The first training session we did nothing but talk. I didn't even let her change into her gym clothes.
At the end of our meeting, I gave her her first assignment: Show up for the next session. Which she did. Early, actually.
The second time we talked some more. What was her job like? Where did she want to be in a few years? What was her health life? How, if at all, did she feel her weight held her back? How did she feel about her body? You know, stuff like that.
The third time I showed her how the treadmill worked. She actually got on it and we walked together on adjoining treadmills.
For three minutes. Yes, you heard me right. Three minutes. And that was her assignment for the next two visits. Three minutes on the treadmill. No more, no less.
She had now logged in five successful trips to the gym. I upped her assignment to four minutes.
See where I'm going with this? The biggest mistake people make when it comes to incorporating exercise into their lives is concentrating on the amount they do and how quickly it will produce results. It's the wrong focus. Until it becomes something you can't imagine living without, the focus should be simply on doing something consistently. Do you realize that if you started with as little as one minute a day and over the next two months added no more than 30 seconds each day, you'd be up to a half hour of daily exercise in 60 days? You can always up the ante once you develop the habit. The trick is developing the habit.
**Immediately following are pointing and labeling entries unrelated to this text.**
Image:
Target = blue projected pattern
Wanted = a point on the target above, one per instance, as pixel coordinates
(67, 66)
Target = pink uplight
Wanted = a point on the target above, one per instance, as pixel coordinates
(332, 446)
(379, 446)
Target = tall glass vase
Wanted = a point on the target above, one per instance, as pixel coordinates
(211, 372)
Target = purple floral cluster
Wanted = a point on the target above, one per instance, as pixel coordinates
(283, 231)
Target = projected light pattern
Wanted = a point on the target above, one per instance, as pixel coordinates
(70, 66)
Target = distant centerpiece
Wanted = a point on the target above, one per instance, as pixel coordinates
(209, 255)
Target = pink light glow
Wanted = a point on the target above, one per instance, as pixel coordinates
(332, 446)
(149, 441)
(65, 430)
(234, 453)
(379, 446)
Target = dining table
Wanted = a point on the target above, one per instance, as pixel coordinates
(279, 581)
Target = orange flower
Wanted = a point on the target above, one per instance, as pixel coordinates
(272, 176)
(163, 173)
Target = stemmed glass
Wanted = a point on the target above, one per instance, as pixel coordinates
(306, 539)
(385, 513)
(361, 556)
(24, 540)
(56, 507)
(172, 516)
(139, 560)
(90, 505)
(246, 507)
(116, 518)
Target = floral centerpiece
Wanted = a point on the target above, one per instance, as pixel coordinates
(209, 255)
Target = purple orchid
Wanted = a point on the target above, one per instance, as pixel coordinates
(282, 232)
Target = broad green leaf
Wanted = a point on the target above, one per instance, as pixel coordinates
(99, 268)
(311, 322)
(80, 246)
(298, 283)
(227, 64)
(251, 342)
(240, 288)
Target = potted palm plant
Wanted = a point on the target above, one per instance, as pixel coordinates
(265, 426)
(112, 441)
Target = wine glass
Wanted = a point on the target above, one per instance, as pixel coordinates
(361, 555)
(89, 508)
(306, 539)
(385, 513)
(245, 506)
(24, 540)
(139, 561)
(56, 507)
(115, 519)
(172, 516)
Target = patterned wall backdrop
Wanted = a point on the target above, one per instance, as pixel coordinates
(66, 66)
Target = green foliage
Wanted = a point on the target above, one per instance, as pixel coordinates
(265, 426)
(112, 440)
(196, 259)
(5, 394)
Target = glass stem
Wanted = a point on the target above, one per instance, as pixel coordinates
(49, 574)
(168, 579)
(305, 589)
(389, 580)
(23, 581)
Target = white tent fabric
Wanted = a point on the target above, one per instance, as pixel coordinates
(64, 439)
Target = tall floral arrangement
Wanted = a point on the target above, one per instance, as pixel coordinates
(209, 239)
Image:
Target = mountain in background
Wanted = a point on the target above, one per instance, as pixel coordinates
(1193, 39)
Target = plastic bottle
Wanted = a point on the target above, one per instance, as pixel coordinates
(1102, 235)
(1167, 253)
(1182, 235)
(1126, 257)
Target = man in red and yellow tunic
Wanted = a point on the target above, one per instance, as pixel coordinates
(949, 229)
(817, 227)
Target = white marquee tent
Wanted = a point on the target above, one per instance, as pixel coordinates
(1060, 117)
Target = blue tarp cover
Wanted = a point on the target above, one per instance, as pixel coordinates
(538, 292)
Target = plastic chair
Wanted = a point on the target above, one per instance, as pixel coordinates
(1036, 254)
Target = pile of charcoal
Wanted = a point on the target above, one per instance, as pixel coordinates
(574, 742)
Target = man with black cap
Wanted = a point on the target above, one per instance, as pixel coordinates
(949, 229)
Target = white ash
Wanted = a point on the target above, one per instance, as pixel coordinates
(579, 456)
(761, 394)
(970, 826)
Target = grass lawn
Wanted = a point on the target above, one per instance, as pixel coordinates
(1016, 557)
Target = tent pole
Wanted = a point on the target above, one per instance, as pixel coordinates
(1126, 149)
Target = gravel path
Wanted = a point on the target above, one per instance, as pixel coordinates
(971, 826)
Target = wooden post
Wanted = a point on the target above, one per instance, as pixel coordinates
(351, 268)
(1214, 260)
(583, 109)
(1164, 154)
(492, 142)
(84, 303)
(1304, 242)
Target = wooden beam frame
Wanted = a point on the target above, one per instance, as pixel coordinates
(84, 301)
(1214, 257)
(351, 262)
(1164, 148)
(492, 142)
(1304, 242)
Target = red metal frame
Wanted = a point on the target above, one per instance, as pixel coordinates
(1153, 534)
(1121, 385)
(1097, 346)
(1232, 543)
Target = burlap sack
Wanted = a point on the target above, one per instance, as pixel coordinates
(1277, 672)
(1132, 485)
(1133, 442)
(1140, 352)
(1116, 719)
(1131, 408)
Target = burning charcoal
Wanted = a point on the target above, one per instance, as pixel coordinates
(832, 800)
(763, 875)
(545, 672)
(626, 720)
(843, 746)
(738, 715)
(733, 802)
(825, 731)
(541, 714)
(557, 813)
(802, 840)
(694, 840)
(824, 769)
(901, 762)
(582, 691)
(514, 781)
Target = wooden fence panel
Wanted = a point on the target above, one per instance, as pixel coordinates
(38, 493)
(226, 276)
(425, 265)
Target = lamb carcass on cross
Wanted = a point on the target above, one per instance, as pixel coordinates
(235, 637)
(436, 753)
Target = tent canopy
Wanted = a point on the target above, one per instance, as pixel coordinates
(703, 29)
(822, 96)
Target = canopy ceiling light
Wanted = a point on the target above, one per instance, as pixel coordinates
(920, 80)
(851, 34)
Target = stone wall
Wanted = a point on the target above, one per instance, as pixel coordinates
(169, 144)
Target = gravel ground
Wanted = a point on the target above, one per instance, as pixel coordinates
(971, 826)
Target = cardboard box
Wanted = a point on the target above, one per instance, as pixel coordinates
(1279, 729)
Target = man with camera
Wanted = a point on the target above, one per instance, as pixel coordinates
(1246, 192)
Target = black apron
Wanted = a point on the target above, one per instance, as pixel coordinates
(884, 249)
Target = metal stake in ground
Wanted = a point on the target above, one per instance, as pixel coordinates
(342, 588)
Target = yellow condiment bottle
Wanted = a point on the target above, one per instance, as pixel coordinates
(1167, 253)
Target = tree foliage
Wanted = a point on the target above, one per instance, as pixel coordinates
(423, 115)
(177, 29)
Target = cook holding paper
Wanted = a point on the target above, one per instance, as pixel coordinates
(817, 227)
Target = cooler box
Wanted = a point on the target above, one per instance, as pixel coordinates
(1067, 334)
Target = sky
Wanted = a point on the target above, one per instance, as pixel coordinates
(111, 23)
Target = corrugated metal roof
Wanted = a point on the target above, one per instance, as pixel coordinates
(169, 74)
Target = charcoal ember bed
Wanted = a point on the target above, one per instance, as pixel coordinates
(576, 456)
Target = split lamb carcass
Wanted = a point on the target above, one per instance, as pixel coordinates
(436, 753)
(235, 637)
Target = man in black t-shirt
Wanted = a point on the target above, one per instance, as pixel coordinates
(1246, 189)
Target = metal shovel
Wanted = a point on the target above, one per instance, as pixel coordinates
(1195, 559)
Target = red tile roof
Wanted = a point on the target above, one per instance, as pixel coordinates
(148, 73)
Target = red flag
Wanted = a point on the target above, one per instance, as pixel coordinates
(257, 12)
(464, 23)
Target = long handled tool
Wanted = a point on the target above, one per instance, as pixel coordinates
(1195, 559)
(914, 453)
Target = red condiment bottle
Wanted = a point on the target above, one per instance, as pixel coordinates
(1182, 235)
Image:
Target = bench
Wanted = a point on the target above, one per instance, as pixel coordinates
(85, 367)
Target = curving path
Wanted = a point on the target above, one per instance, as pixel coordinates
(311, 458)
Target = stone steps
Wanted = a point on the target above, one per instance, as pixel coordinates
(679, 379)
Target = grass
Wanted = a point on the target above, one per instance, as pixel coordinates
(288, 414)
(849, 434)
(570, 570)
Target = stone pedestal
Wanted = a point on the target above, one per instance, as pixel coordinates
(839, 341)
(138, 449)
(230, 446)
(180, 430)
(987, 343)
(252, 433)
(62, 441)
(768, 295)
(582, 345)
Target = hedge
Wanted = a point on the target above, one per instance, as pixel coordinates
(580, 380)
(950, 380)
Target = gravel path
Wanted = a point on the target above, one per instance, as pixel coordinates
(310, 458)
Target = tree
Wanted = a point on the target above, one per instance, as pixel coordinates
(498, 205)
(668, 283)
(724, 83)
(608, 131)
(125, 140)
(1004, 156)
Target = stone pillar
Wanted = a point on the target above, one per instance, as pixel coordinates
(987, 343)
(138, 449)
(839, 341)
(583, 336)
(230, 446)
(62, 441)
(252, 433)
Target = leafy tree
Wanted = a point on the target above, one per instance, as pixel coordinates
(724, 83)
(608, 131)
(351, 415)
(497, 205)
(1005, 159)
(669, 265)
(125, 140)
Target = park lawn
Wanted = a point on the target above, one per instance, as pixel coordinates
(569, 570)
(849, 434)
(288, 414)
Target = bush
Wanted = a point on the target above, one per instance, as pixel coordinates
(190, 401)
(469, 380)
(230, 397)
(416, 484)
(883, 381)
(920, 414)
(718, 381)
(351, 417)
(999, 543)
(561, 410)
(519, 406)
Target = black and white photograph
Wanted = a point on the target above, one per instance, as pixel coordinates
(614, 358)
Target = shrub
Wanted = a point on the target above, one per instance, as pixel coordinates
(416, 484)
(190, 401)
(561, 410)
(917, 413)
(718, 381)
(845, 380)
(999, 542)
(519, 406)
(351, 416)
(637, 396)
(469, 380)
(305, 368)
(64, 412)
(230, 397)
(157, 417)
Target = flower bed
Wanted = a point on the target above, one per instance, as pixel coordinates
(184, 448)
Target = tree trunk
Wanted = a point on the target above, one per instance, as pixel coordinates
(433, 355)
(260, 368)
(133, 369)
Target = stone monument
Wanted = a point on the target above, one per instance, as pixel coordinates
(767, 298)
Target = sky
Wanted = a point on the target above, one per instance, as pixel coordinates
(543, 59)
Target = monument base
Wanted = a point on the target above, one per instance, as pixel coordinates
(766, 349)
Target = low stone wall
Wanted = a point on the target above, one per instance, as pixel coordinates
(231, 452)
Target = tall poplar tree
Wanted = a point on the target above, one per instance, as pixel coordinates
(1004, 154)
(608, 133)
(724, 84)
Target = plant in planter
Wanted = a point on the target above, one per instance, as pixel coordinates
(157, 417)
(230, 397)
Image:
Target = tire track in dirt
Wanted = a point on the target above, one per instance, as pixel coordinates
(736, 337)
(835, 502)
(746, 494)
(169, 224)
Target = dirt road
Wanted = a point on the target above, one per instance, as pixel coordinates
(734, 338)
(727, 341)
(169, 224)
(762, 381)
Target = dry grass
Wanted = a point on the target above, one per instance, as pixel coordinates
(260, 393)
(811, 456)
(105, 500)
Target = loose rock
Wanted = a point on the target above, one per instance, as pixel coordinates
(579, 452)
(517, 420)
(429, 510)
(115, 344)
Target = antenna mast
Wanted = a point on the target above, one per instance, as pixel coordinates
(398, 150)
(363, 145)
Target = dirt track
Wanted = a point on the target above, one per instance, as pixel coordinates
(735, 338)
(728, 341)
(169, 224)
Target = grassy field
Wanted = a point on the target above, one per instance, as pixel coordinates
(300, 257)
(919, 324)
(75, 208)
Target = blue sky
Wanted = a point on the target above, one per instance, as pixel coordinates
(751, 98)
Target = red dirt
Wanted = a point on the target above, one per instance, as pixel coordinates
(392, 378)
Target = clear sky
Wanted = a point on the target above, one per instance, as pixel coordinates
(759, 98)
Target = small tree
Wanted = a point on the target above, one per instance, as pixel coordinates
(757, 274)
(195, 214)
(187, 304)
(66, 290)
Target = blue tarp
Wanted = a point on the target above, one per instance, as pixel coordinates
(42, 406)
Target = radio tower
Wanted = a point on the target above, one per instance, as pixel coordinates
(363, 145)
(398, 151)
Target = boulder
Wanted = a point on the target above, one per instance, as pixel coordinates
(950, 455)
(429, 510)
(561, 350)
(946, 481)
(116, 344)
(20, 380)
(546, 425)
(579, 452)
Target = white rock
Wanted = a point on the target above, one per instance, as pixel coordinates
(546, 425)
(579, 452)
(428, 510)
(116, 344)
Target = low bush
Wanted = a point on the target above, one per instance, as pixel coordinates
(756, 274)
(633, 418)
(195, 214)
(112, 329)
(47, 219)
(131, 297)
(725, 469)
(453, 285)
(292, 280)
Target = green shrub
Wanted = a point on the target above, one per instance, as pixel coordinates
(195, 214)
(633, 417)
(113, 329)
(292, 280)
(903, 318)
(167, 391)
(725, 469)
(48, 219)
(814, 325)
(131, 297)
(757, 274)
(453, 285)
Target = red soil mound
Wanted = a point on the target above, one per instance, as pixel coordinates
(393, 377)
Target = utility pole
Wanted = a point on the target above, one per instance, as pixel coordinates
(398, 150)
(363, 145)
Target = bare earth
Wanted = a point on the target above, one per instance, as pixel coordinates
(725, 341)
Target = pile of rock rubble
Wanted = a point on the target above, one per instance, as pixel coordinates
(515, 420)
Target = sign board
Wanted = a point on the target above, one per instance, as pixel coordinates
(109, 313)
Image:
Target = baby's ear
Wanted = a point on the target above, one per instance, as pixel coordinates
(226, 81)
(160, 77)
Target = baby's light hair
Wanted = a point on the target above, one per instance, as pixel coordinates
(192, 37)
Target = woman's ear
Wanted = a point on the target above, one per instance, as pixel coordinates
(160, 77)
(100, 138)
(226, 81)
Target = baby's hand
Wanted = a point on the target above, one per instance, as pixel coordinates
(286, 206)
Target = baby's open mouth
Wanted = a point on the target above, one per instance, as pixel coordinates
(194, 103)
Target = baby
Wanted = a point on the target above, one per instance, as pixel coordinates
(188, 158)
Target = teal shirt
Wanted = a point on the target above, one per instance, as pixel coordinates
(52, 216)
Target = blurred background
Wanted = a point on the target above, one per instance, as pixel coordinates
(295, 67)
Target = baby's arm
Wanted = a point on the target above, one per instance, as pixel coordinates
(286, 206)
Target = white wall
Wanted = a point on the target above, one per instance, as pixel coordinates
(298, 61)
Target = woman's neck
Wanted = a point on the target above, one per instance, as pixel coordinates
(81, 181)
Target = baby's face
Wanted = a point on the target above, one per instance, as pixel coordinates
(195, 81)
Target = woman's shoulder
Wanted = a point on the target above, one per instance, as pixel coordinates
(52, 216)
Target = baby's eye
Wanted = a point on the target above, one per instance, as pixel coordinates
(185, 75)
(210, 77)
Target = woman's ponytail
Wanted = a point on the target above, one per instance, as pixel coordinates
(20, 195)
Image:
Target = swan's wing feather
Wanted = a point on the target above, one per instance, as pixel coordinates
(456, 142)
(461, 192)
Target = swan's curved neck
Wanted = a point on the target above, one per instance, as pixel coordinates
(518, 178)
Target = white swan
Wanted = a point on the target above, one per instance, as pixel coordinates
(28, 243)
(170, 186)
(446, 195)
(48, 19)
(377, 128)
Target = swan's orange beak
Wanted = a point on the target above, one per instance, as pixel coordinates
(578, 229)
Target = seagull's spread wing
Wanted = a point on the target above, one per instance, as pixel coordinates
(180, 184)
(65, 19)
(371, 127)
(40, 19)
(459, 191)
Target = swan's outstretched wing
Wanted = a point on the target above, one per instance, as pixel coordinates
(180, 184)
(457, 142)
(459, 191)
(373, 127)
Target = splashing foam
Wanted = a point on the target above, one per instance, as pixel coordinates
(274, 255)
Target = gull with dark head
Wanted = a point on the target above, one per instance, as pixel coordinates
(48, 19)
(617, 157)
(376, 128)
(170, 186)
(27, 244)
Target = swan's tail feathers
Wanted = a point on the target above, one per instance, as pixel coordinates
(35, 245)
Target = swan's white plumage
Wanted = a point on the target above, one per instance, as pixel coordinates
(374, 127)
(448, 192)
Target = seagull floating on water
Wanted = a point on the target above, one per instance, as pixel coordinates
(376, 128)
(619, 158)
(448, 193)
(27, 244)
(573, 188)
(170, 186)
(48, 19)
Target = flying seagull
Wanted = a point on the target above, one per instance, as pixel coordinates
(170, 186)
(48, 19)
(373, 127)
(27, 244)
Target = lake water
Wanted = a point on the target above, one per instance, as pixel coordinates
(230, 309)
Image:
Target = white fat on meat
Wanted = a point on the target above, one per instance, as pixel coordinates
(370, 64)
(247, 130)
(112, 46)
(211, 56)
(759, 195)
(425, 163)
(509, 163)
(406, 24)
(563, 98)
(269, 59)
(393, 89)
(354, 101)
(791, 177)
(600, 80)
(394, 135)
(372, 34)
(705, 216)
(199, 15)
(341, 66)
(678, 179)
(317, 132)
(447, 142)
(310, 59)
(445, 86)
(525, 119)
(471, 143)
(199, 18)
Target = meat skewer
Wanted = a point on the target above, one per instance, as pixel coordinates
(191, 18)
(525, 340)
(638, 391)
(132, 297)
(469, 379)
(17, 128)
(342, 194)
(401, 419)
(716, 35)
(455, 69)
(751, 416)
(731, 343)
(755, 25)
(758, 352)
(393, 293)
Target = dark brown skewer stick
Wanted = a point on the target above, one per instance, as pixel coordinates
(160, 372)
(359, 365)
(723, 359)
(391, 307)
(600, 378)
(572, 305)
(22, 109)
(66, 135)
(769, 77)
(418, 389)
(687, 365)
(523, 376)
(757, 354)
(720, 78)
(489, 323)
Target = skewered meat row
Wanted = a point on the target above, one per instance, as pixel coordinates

In case you're wondering what happened with Marnie, she became one of the strongest athletes I ever trained. When she finally left me to move out West, she was regularly lifting weights, running in Central Park, going mountain biking on weekends and looking forward to learning how to ski.
You can do it, too. Or any version of it that suits your life.
If exercise is new to you, treat this part of the program as a remedial course in the power of your word. Trust me that it does not matter how little you do right now. What matters is that you promise to do it and then you keep that promise. Keep the bar low for now-in fact, I insist on it. You can always raise it. You will raise it.
When you say so.
But first you have to learn to negotiate this skill at the beginner's level, just like the little child learning to throw a ball. You have to believe in your own word again.
And if that little voice in your head tells you that a few minutes a day can't possible make any difference, well then, please tell her she's more than welcome to her opinion, but to please stop chattering for a few minutes while you go work out.